A aposta nos mercados emergentes por parte das multinacionais tem vindo a intensificar-se ao longo dos últimos anos, com particular enfoco para a Ásia, que agrega quase dois terços da população mundial e o maior aglomerado de economias emergentes. No caso das companhias portuguesas, a internacionalização tem sido feita numa aposta muito focada para os países lusófonos, como é o caso de Angola e do Brasil. A Teixeira Duarte é um desses exemplos. Com mais de 40% das suas vendas a serem realizadas em Angola, o grupo de Pedro Teixeira Duarte é actualmente uma das principais construtoras a operar no país das palancas negras. Para a construtora, a aposta em Angola não é de agora. Desde a década de 1970 que a Teixeira desenvolve operações no território. Para a Cimpor, outra das empresas nacionais altamente exposta aos mercados emergentes, Angola faz parte do passado. A principal aposta da cimenteira de Ricardo Bayão Horta, actualmente a braços com uma operação pública de aquisição lançada a 18 de Dezembro pela brasileira Companhia Siderúrgica Nacional, está no mercado egípcio e brasileiro, neste último onde é um dos maiores grupos cimenteiros a operar no país.

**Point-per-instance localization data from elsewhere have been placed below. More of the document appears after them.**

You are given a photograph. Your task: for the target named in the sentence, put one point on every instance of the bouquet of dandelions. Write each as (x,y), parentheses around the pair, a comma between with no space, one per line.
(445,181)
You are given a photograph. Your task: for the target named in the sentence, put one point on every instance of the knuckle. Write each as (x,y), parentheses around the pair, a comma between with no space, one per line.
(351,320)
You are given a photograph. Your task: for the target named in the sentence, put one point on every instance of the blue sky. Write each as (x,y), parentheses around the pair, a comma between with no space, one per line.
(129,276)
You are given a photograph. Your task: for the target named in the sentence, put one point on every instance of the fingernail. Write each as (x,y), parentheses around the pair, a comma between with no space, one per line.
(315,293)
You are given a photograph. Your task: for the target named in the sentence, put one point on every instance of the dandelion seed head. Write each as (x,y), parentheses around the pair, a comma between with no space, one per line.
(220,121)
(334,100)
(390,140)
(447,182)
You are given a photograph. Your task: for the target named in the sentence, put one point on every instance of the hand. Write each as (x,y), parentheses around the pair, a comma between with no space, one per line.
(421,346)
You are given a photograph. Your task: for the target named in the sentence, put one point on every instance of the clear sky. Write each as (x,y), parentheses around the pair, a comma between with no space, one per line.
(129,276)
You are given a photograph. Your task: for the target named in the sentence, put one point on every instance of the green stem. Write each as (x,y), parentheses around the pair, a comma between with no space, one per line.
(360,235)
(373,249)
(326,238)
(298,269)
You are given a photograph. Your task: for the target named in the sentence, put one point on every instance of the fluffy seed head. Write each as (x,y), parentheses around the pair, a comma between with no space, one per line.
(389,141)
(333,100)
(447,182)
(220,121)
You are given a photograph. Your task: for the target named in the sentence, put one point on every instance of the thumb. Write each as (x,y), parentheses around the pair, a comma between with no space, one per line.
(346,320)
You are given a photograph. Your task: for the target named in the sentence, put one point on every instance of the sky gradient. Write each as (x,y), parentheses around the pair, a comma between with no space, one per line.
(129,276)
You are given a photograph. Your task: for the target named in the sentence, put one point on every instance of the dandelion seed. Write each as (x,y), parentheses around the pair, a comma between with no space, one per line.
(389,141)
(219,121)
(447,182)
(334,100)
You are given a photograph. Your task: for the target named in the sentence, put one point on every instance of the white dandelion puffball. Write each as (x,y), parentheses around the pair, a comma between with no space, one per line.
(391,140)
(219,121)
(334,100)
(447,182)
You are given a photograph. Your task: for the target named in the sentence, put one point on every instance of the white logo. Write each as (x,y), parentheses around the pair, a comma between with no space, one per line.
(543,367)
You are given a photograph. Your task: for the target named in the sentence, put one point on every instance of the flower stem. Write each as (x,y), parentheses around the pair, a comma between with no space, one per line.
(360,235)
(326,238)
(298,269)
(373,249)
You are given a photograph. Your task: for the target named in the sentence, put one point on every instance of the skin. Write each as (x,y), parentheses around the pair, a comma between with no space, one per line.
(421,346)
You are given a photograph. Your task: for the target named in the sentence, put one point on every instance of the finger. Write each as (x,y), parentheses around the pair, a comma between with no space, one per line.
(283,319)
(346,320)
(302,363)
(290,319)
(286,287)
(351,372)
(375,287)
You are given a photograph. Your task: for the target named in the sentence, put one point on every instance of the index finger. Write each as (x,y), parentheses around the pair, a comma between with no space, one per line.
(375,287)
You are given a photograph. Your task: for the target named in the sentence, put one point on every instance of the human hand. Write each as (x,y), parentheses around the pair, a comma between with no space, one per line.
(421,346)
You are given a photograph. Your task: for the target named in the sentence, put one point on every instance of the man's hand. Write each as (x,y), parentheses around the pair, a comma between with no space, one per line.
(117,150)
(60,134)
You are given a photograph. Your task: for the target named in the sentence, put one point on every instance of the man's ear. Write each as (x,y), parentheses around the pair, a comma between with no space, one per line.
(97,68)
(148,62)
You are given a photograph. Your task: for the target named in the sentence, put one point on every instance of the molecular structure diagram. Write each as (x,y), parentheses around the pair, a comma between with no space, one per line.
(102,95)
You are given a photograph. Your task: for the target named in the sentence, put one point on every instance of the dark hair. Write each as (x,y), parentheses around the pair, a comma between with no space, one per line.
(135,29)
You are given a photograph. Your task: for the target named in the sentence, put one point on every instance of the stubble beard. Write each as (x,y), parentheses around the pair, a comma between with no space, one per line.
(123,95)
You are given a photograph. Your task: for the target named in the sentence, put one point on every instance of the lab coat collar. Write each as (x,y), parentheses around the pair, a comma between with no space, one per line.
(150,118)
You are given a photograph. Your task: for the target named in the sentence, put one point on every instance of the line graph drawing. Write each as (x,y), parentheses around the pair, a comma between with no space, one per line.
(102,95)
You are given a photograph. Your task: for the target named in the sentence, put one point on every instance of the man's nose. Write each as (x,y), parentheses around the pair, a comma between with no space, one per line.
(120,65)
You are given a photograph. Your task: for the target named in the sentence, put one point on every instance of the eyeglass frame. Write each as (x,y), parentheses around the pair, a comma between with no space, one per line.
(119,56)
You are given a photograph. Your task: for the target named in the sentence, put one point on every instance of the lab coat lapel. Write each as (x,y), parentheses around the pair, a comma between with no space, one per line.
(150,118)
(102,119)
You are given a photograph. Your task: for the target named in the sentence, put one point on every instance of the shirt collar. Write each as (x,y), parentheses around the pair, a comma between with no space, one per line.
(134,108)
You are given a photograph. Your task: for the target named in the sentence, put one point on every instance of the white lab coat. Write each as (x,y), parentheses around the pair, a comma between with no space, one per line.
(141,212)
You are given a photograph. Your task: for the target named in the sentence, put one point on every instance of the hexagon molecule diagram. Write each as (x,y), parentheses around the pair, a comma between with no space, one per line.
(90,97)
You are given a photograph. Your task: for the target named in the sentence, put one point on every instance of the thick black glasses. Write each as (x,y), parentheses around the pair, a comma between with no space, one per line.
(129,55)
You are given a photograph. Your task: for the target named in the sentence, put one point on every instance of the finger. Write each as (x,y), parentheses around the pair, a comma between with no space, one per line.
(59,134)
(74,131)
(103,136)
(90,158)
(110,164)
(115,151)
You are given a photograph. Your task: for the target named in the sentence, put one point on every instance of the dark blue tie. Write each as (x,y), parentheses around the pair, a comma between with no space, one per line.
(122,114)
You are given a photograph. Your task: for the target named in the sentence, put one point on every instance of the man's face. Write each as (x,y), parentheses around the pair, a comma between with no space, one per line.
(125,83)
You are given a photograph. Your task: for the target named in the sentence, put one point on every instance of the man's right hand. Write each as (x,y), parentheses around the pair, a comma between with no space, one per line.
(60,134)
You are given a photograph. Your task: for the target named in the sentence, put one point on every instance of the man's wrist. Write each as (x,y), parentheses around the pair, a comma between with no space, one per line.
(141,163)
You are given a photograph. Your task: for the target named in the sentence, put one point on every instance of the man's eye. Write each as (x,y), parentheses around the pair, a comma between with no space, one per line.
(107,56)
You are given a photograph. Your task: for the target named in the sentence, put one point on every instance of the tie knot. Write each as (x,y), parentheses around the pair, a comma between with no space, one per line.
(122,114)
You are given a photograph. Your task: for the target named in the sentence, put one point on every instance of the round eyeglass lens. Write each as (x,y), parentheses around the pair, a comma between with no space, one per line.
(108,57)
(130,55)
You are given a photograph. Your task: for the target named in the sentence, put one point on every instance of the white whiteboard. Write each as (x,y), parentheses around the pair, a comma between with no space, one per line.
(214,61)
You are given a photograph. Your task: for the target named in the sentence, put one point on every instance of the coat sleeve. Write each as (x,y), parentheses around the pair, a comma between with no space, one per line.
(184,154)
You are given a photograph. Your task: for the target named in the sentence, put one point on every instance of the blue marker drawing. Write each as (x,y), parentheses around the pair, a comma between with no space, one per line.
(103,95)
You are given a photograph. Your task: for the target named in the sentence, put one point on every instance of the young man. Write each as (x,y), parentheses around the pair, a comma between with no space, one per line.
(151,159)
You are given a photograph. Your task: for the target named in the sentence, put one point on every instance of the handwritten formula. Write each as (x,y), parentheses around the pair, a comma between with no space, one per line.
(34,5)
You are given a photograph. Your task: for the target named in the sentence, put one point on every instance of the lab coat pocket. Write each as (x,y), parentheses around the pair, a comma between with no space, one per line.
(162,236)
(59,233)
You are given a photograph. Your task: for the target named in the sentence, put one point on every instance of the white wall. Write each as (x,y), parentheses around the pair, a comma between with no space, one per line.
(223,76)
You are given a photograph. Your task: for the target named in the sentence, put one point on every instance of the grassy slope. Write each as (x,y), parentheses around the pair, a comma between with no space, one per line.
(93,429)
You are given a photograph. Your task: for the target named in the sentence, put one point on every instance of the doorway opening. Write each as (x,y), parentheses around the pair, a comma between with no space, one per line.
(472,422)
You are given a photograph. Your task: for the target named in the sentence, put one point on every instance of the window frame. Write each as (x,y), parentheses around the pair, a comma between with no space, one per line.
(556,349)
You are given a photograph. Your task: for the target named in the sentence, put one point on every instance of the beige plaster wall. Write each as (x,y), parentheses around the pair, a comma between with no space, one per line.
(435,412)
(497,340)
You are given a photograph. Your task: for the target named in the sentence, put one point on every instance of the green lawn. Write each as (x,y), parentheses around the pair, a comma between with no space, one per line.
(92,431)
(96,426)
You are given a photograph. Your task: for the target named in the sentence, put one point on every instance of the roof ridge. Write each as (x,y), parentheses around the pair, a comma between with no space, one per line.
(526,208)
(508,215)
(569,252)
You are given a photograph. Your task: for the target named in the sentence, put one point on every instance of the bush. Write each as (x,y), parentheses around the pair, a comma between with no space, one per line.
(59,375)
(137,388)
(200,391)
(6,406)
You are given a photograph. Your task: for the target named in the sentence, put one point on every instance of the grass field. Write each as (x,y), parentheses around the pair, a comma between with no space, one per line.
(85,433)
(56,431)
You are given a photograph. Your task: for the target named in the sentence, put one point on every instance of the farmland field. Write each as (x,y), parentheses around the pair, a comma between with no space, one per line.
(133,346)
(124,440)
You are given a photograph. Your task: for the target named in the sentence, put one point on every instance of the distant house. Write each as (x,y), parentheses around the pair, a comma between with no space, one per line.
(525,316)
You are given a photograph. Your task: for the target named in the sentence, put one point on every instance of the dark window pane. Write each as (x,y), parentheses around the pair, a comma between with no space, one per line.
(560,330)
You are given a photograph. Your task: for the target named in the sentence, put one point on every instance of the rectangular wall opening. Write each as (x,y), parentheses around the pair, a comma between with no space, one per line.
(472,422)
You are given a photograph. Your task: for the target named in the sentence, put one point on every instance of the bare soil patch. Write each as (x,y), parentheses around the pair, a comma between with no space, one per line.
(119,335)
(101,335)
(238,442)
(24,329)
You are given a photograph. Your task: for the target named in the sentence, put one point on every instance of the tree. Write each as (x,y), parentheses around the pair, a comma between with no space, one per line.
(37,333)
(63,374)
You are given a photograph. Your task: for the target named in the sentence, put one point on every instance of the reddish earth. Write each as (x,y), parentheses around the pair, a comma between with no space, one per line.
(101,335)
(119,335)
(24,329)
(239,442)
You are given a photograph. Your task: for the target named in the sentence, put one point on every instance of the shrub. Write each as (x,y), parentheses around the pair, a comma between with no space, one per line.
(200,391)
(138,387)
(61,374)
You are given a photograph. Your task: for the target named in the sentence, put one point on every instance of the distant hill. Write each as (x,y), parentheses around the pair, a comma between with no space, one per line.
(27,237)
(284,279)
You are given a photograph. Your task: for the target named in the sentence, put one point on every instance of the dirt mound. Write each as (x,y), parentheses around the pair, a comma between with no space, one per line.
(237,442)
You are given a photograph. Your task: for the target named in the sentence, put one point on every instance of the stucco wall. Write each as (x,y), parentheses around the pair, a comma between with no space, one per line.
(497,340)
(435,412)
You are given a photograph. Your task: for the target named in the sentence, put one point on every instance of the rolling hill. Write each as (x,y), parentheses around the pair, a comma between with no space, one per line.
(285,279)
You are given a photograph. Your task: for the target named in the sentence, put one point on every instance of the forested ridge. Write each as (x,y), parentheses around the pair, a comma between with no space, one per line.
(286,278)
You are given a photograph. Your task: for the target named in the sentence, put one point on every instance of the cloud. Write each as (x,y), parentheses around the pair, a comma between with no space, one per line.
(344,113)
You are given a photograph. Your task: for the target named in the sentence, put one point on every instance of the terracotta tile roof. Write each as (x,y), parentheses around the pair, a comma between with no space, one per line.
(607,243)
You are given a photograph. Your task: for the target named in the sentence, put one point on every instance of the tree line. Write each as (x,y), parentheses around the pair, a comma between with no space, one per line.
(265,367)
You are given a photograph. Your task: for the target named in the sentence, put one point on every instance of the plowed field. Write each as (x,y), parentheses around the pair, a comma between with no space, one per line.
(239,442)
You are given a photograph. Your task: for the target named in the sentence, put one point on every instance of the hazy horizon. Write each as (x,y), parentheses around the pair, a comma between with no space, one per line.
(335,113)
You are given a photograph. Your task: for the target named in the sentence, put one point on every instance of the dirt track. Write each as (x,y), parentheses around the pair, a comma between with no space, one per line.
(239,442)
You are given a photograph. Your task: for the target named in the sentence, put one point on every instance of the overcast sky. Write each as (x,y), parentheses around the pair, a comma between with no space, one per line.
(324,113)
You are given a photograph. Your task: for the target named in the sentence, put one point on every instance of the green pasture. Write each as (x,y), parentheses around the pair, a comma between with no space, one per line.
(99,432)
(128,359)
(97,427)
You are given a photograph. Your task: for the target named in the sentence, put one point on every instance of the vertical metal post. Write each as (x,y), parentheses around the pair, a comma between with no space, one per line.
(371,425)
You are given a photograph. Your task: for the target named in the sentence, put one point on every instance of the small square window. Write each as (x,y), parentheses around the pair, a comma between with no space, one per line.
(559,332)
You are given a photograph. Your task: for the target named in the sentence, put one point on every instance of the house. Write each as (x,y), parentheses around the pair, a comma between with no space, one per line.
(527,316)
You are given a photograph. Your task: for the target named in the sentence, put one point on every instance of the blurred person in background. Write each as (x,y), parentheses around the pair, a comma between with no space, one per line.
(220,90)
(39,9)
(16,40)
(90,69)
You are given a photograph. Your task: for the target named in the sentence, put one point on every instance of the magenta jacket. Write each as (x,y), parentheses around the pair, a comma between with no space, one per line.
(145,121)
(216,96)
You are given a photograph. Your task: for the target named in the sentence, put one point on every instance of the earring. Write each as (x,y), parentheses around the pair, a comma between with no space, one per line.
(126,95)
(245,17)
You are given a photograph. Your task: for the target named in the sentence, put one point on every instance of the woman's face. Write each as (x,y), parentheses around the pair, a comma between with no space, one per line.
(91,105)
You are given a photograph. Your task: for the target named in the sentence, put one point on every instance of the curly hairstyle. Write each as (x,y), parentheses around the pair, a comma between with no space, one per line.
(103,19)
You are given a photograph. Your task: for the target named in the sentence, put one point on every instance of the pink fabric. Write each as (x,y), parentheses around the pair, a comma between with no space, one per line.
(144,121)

Com uma aposta mais europeia mas não menos emergente está a Jerónimo Martins, com mais de 50% dos seus resultados operacionais a serem gerados nas mais de 1400 lojas da Biedronka, na Polónia. Em Novembro de 2009, o Goldman Sachs emitiu um relatório frisando as potencialidades da Jerónimo Martins como resultado de uma "exposição atractiva aos mercados emergentes" por via da cadeia de supermercados Biedronka que, até 2012, prevê chegar às 2000 lojas. Mais recentemente foi a vez do Barclays Capital frisar que a aposta nos mercados emergentes da Europa de Leste pela companhia de Luís Palha da Silva tem sido e continuará a ser uma mais-valia para os seus accionistas.